Parallels between Tight-binding wavefunctions and Bloch states

Question

I was reading Robert Knox's Theory of Excitons and I came across a certain statement that I have trouble reconciling, both mathematically and conceptually. The context concerns the electronic structure description by a Hamiltonian that includes terms akin to the Kohn-Sham equation. I'm familiar with this but then the author discusses the approximations to the wavefunction itself - apart from the well-known Hartree-Fock solutions. The two approximations are:

a) A tight-binding-esque wavefunction wherein one writes it down as an atomic function $ \psi_{lr} $ where l is a set of atomic quantum numbers and R is one of the lattice sites where $ \psi_{lr} $ is centered

b) A bloch state $ \psi_{nk} $ where n is a band index and k runs over the entire Brillouin zone

I am familiar with both models - With the tight-binding model, you have localized orbitals whereas with the bloch state, it is distributed uniformly over the crystal. The author then says that

In a crystal consisting of atoms in closed shells, the ground state is identical in the two schemes. This holds in the formal sense: if from a set of localized states, one constructs Bloch states, $$ \psi_{lk} = N^{-1/2} \sum_{R}e^{ik.R} \psi_{lR}(r) $$

The author goes on to say that the determinantal functions (basically a many-particle wavefunction written as a Hartree product) of the two are identical:

$ \psi_{lk_{1}\alpha}(r_1)\psi_{lk_{1}\beta}(r_2)..\psi_{lk_{N}\beta}(r_2N) $

$ \psi_{lR_{1}\alpha}(r_1)\psi_{lR_{1}\beta}(r_2)..\psi_{lR_{N}\beta}(r_2N) $

Here $\alpha$ and $\beta$ (I assume) run over spins -1/2 and +1/2, and the system has 2N valence electrons.

The justification , directly quoted from the author is: Once these two equations are written as determinants, and noting the elements form matrices related by simple multiplication by a unitary matrix ($U_{pq} = N^{-1/2}e^{ik_{p}.R_{q}}$) whose determinant is unity.

I have trouble understanding how both these schemes are the same in this context and would be grateful if anyone could break it down for me.

Answer 1

Bloch functions are the eigenstates of an electron in a spatially periodic potential, such as that of a crystal lattice: $$ \psi(\mathbf{r}) = e^{i\mathbf{k}\mathbf{r}}u(\mathbf{r}). $$ That the eigenstates in a crystal have the form of the Bloch states can be shown by quite general symmetry arguments. However, thsi leaves undefined the periodic part of the Bloch states - $u(\mathbf{r})$. There exist approximate methods for calculating these function, one of which is the tight-binding approximation.

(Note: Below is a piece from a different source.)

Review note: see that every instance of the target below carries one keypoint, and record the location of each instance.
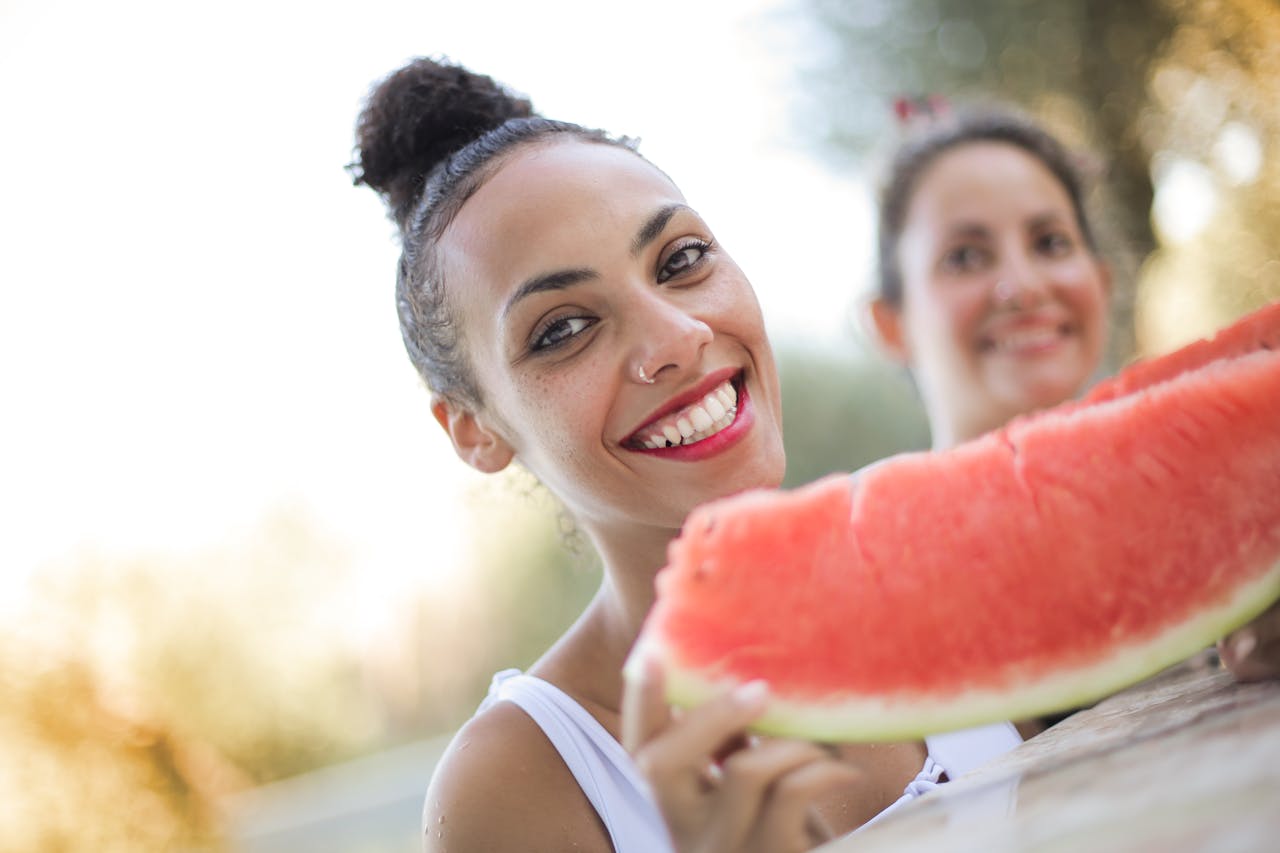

In the tight-binding approximation one starts with localized orbitals (or Wannier states), which are coupled via hopping. Solving the tight-binding Hamiltonian results in the Bloch states, expressed in terms of these orbitals and the hopping matrix elements.

Wannier states are a special choice of localized orbitals which are orthogonal among themselves (for different atoms), that is the tight-binding hopping matrix elements are zero. Thus, Wannier states are just linear combinations of Bloch states and vice versa (however, Wannier states are not eigenstates of the Hamiltonian).

The many-particle states are the Slater determinants of one-particle states, which can be written in either basis. Knox's choice is thus to use for developing exciton tehory a basis, which is not the eigenbasis of non-interacting Hamiltonian (i.e., without Coulomb interaction).